The Maria Tsakos TCM Academy was started just last year, however it has already established its own technologically advanced bridge (Figure 4), engine room and cargo handling simulators and holds regular training sessions for both shore and sea staff. During the staff. During the project it was investigated how to make full use of this competitive advantage by close integration on both training and assessment of personnel. An active use of the training simulator for practicing on scenarios with incident reports from the maritime industry as well as from the own fleet is an example of how this can be done.

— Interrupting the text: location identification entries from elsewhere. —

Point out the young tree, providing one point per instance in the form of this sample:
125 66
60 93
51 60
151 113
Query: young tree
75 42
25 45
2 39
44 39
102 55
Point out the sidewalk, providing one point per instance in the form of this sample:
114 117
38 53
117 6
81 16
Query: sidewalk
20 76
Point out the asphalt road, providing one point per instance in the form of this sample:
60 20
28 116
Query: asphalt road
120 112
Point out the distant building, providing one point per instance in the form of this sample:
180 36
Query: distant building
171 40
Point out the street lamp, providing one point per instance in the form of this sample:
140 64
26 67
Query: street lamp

Assessment is an often underestimated, but nevertheless a critical task in the competence management process – The DNV GL review of the competence management system went into detail by reviewing how the assessment is performed, what guidance is available to the assessors, and how they were prepared and trained to make sure the assessment is performed consistently. Assessing people and communicating weaknesses and strengths is a difficult task and requires a significant amount of people skills such as communication, negotiation and psychological understanding. That is how, for example, can you make sure that the Captain, as the sole decision maker authority on-board the vessel, is evaluated and provided sufficient training and feedback without questioning his authority? The assessment is also the foundation on which the training plans are constructed, and it is therefore crucial to define training needs and ensure effectiveness of performed training. In most shipping segments, the international nature of the industry provides challenges with resources and offices spread around the globe. Varying locations and cultures need to be taken into consideration when designing an effective and flexible competence assurance management system.
“The cooperative attitude that TCM’s personnel showed us as an independent external partner assisted greatly in the fulfilment of the initial objectives of the project. Both areas of improvement and strengths could be openly discussed, and the project team was given full access to documentation as well as a significant amount of hours for interviews with relevant stakeholders.” concludes DNV GL Project manager Jarle Blomhoff.